Tatsächlich wurde mein Glaube erstmals in Nouadhibou wirklich geprüft. Zu Anfang wollte ich nur fort, weil ich diese hoffnungslose Welt nicht aushalten konnte. Jeden Tag sah ich die Menschen sterben und es laugte mich unendlich aus, sie zu begraben, anstatt ihnen zu helfen. Dann entschied ich mich, gegen dieses Sterben zu kämpfen. Ich begann, in meinen Gottesdiensten über die Probleme der Migration zu sprechen. Ich versuche Mut zu machen, benenne aber auch die Verantwortlichen und besuche dafür Seminare und Tagungen, auch in Europa. Die Not resultiert aus wirtschaftlichen Interessen. Europa interessiert sich für Absatzmärkte und die mauretanische Regierung verkauft das Schicksal von Menschen, die noch nicht mal ihre Staatsbürger sind, in lukrativen Verträgen an Europa. Europas langer Arm bringt hier den Tod.

Wenn Gemeindemitglieder auf ein Boot nach Europa wollen, was sagen Sie ihnen?

Ich spreche über die Schmerzen und die Gefahren der Überfahrt, aber ich überlasse jedem die freie Entscheidung. Nur wer ein kleines Kanu nehmen will, den versuche ich davon abzuhalten.

Leiden Frauen besonders unter den Umständen?

Ihre Situation ist entsetzlich, weil Frauen so angreifbar sind. Viele werden zur Prostitution gezwungen. Da sie massiv von Aids bedroht sind, bieten wir ihnen Kondome an. Es wäre ziemlich lausig von mir, ihnen nur zu predigen, dass sie sich nicht prostituieren sollen. Sie tun es, weil sie es tun müssen. Zumindest die Ausbreitung von Aids versuchen wir einzudämmen. Denn wir haben schon oft Menschen begraben müssen, die an dem Virus starben.

Gibt es Aussicht auf Besserung?

Die Hoffnung ist das tägliche Brot des Glaubens.
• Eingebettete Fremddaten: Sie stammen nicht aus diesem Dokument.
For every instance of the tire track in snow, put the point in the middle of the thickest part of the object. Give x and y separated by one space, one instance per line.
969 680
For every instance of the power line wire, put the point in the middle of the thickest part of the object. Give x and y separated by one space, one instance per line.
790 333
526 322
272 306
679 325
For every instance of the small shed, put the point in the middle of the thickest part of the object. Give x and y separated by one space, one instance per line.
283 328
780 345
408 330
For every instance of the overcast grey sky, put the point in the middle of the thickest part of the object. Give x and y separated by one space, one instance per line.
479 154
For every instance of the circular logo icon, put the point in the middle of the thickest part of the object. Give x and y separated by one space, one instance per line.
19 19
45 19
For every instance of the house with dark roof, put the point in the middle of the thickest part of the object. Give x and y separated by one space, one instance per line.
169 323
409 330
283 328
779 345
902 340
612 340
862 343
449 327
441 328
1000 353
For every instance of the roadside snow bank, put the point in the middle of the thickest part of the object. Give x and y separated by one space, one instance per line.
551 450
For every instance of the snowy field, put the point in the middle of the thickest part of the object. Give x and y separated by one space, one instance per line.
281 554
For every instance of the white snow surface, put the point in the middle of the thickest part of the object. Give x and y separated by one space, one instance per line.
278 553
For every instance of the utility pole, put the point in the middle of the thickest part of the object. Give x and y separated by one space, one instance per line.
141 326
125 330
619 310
Wir dürfen nicht nur anklagen, sondern müssen etwas tun. Laut unseren Aufzeichnungen haben wir im letzten Jahr 380 Migranten aufgenommen; ich denke, wenn eine Gemeinde von nur 150 Mitgliedern das Leben von 380 Menschen retten kann, dann kann die globale Welt weitaus mehr tun.

Das Interview führte Martin Glasenapp.

Projektstichwort

Eine Krankenschwester, Medikamente, Sensibilisierungskurse über sexuell übertragbare Krankheiten, aber auch gelegentliche Kostenübernahme bei gesundheitsbedingten Rückführungen bzw. im Todesfall in die Heimatländer: Auf Empfehlung unserer langjährigen lokalen Partner der Assoziation der Menschrechtler in Mauretanien (AMDH) unterstützt medico seit diesem Jahr die Gesundheitsdienste der Mission in Nouadhibou. Das Stichwort der Solidarität heißt: Migration.